Guardiamoci. Siamo poveri da tanti punti di vista: piangiamo, siamo ingenui, rincorriamo la giustizia, siamo eccessivamente indulgenti, fatichiamo a perdonare, ci sforziamo di vivere onestamente, stringiamo i denti, cerchiamo di passare oltre tante cose… eppure c’è sempre qualcosa che non va. Consapevoli di tutto questo, ci sembra di essere sempre di più in minoranza.

Ecco perché oggi la liturgia ci presenta di nuovo le beatitudini. Non ci ritroviamo, forse, un po’ tutti dentro questo brano? Proviamo a collocarci in qualcuna delle categorie che Gesù presenta, e di cui dice che la gente di questo genere, è beata. E allora, se in quelle parole riusciamo a sentirci accolti, come è che noi spesso ci sentiamo tutt’altro che beati? A volte occorre scendere nel profondo del nostro cuore, ritornare dentro noi stessi e, invece di concentrarci sulla condizione di disgrazia, di afflizione, che stiamo vivendo, verificare come la stiamo vivendo.

Beati in questo brano significa felici. Si può essere felici mentre si è in pianto, mentre si è miti, mentre si è perseguitati? Evidentemente sì. Capita qualche volta che noi commettiamo un errore fondamentale: quello di fuggire non solo dalla nostra condizione di vita, ma anche da noi stessi. Sei tendenzialmente mite e silenzioso, ti senti costretto a tacere? Questo ti ha creato tanti guai nella vita? Bene, facciamoci un’altra domanda. Accetti questa condizione, oppure preferiresti saper essere prepotente, arrogante, violento, per farla pagare a tutti quelli che si sono approfittati nel tempo, di questa tua mitezza? Sei nel pianto? Accetti di dover piangere ora, oppure cerchi a tutti i costi di mostrare la faccia dura e far finta che quel che dovrebbe far scendere le tue lacrime, non ti fa per nulla male? Dov’è la tua autenticità?

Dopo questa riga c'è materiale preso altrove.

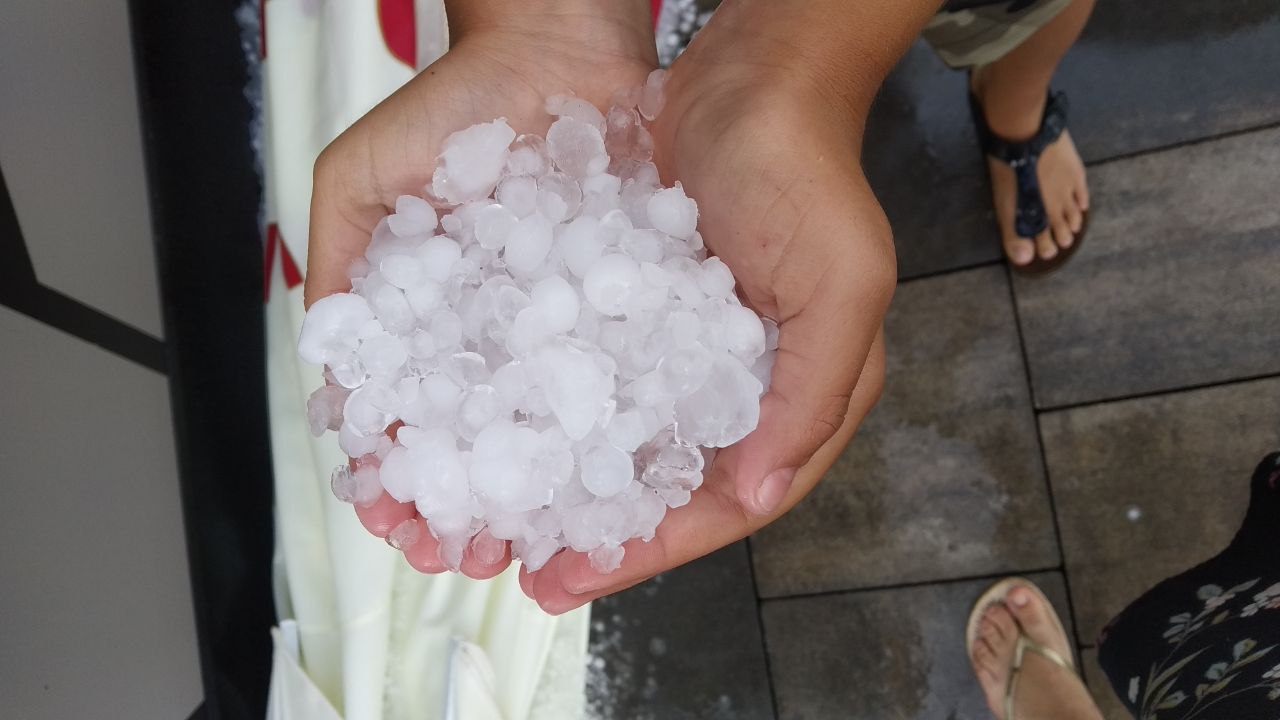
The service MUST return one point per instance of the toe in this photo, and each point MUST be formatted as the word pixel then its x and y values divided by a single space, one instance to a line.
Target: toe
pixel 1004 623
pixel 1063 235
pixel 1037 620
pixel 1074 218
pixel 1045 246
pixel 1025 609
pixel 1082 196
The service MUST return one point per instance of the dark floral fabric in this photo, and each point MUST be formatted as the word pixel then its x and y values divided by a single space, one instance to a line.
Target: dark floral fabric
pixel 1203 645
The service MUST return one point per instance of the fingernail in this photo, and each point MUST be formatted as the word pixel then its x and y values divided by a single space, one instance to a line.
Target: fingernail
pixel 772 490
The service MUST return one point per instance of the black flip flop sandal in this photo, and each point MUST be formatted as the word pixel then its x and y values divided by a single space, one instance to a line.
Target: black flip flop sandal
pixel 1031 218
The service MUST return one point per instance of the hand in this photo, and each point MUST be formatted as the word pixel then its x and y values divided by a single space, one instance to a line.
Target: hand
pixel 506 59
pixel 771 155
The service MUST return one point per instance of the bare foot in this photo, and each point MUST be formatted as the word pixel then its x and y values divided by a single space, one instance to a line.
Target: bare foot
pixel 1045 691
pixel 1060 172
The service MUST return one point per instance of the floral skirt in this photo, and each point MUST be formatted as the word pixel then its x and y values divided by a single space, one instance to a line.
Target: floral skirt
pixel 1206 645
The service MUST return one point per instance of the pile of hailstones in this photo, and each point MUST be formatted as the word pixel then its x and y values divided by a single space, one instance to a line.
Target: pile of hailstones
pixel 554 352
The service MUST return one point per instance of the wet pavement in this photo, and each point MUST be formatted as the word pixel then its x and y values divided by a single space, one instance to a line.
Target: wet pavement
pixel 1093 429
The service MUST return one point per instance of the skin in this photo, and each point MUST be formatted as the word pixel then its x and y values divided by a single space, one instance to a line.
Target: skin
pixel 1045 691
pixel 763 123
pixel 1013 92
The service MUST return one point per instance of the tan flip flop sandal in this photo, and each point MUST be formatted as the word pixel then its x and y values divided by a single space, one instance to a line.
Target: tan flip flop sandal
pixel 996 595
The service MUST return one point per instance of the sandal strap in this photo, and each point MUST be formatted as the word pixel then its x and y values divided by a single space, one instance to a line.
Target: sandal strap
pixel 1031 218
pixel 1024 645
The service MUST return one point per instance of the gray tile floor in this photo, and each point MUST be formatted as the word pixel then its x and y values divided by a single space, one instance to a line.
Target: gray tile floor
pixel 1093 429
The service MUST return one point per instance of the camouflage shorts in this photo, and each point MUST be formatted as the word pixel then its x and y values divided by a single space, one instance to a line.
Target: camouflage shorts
pixel 976 36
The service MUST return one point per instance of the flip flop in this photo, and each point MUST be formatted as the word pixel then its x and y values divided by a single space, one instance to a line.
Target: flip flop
pixel 1029 217
pixel 996 595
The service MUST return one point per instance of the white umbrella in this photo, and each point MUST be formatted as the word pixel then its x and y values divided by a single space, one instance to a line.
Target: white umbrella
pixel 361 634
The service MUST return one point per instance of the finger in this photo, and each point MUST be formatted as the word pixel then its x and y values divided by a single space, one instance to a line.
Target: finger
pixel 341 227
pixel 821 354
pixel 526 582
pixel 424 555
pixel 485 556
pixel 712 519
pixel 383 515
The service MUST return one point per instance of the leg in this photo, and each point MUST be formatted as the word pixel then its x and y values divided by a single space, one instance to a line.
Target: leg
pixel 1011 92
pixel 1045 691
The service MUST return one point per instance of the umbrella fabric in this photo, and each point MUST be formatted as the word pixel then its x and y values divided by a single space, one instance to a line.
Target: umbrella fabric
pixel 361 634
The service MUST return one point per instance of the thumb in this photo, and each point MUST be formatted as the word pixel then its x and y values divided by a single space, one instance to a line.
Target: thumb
pixel 821 354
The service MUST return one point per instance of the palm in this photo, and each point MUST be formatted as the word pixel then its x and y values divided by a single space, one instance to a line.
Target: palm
pixel 784 203
pixel 389 151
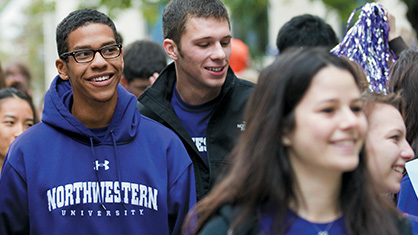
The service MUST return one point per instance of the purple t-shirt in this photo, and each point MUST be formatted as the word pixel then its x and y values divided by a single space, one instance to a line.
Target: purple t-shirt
pixel 298 225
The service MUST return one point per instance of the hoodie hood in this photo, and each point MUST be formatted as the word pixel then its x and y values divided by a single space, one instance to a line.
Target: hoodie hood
pixel 56 112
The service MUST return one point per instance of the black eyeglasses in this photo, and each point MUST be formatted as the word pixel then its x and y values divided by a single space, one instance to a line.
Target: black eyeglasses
pixel 87 55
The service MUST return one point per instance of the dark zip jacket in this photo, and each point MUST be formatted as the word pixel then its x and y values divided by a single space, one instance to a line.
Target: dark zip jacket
pixel 223 129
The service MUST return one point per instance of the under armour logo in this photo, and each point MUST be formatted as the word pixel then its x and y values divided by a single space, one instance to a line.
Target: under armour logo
pixel 105 165
pixel 241 126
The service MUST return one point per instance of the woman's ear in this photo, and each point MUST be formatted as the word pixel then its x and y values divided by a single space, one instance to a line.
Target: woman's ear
pixel 286 141
pixel 171 49
pixel 62 69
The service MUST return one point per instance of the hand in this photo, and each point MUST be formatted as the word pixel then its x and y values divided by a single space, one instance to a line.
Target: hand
pixel 153 77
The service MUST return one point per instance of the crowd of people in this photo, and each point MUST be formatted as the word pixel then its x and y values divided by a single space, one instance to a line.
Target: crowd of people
pixel 130 144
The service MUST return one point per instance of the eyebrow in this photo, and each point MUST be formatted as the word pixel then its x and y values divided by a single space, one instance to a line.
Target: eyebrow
pixel 9 116
pixel 210 37
pixel 89 48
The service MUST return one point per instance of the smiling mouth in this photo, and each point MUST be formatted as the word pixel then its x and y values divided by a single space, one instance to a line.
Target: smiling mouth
pixel 346 143
pixel 215 69
pixel 398 169
pixel 100 79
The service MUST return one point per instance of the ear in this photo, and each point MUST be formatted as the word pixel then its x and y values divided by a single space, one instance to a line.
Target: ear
pixel 286 141
pixel 124 82
pixel 62 69
pixel 171 49
pixel 287 138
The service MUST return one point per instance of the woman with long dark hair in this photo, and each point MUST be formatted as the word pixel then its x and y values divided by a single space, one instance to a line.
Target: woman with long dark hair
pixel 297 167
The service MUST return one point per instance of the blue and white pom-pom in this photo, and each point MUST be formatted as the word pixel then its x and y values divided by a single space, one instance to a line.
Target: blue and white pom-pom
pixel 367 43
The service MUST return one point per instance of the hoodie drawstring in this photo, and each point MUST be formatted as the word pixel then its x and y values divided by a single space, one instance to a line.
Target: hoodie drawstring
pixel 97 174
pixel 112 133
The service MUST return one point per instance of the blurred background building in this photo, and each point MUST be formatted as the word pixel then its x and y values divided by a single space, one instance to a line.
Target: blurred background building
pixel 27 27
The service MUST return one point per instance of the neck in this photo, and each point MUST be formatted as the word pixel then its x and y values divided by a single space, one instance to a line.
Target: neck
pixel 317 196
pixel 94 115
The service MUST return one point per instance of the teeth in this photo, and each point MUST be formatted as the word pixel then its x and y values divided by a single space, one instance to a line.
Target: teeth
pixel 346 143
pixel 215 69
pixel 398 169
pixel 100 79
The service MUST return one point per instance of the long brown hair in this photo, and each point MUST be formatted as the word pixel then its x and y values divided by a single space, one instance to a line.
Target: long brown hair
pixel 403 78
pixel 261 172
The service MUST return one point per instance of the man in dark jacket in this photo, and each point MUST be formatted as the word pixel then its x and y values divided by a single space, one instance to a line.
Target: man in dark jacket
pixel 198 96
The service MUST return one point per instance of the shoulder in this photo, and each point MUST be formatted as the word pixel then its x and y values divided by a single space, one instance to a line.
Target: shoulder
pixel 404 224
pixel 220 223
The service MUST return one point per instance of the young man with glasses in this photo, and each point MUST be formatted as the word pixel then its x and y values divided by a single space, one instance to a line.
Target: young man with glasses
pixel 94 165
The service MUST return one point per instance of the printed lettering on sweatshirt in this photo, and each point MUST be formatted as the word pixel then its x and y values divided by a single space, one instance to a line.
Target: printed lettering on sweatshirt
pixel 200 143
pixel 108 192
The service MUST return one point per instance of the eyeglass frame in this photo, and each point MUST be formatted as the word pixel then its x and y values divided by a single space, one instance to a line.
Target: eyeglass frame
pixel 65 55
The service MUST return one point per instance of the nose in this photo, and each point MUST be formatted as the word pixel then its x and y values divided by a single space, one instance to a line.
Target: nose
pixel 218 52
pixel 98 60
pixel 407 152
pixel 18 130
pixel 349 119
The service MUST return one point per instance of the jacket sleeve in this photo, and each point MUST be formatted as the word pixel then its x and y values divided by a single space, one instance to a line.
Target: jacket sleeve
pixel 182 188
pixel 14 214
pixel 407 198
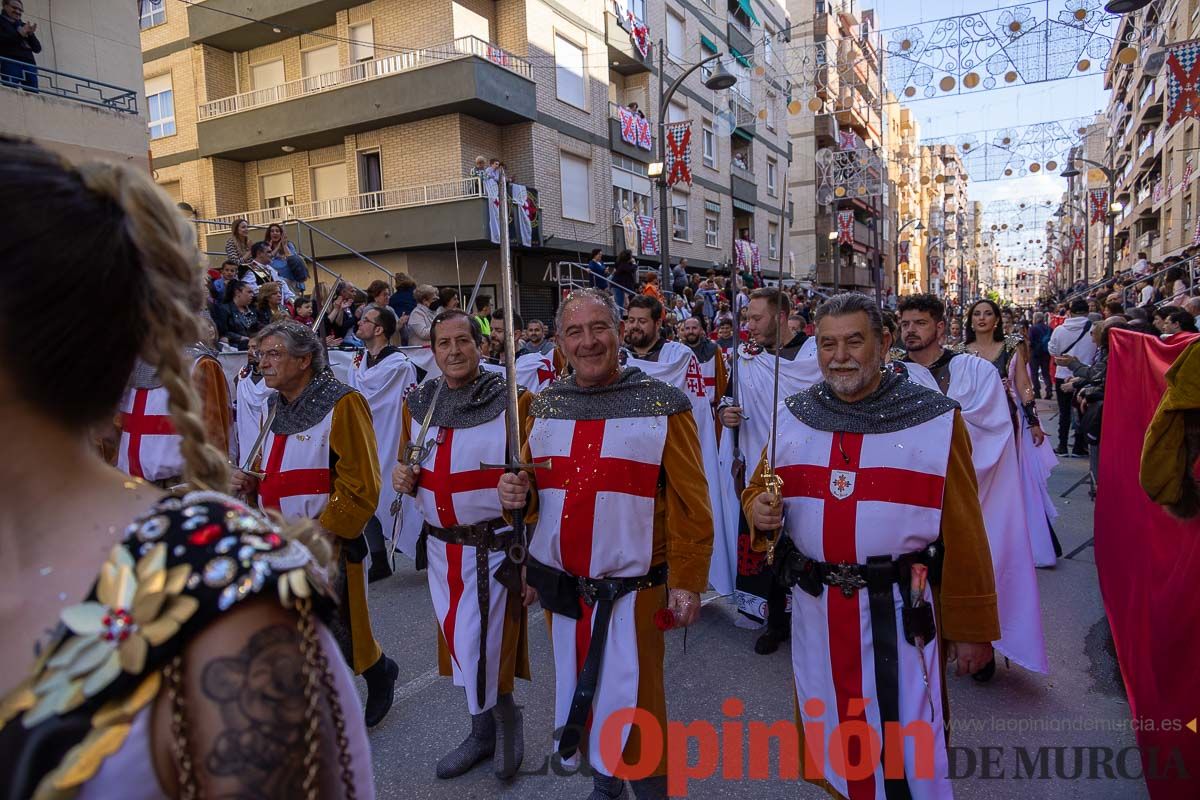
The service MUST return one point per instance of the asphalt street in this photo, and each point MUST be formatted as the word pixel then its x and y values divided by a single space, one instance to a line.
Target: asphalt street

La verità dell’uomo, quella antropologica, quella ontologica, è che ognuno di noi ha qualche debolezza, difficoltà, lato ombroso. E mentre esso ci causa spesso vergogna, noi cerchiamo di fuggire, di non far capire, di non far vedere e dedichiamo le energie di tutta una vita alla fuga dalla verità su noi stessi. E non siamo mai felici, perché non cogliamo che proprio questa nostra fragilità è beata perché è spazio per l’amore gratuito e sanante di Dio. Non accettarla, significa non lasciarci amare dal Signore, e, come diretta conseguenza non amare noi stessi e non esporci a essere amati dagli altri. Invece, siamo beati, oggi, se riusciamo a essere noi stessi, perché questa è la vera santità! Penso quanto il cammino della santità si realizzi proprio in questo: diventare sempre più noi stessi, lasciandoci amare fino in fondo, per tornare alla vita vera, semplice, incondizionata e totalizzante nella sua essenzialità, che poi è la vita eterna.

Buon cammino di ritorno a noi stessi e all’eternità!